Second point is spot on. Not many companies have the engineering capabilities. Dropbox has so much potential, but their business vision wasn't great to say the least.


Dropbox is itself a cloud provider. A consumer/SMB cloud provider. It makes total sense they build up their own infrastructure, not only from a purely profit/scale point of view.

It's about their core values and identity, at least because in this way they are seen in the market as a big player and not just as another AWS reseller with some added benefits.


There's a lot of companies that have the scale to benefit from running their own tech, fewer who have the skills and number of people, but it's not a small niche even so.


CrowdStrike is building its own servers to move off from AWS as well.


Netflix is a counterpoint?

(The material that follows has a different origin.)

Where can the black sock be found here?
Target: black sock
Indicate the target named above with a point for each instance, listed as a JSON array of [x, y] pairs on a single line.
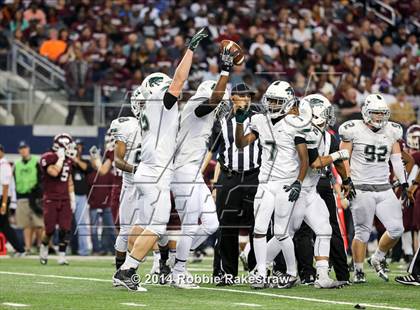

A good fraction (though not majority probably) of their cost is probably bandwidth and computation yet they continue to offload that to a cloud provider, who's a direct competitor no less.


Netflix plays both sides rather strongly, e.g. they run some of their hardware in your isp's buildings: https://openconnect.netflix.com/en/

By some measures, that's much more extreme than running your own datacenter.


netflix does not serve their bits over amazon. they have their own major infra, and operate a large and distributed cdn, including edge caches colocated within eyeball networks.

it would be insane for them to deliver their video content over aws.


Netflix does run their own CDN for video content, presumably to avoid that exact problem. I would imagine that's by far the most expensive part of their business.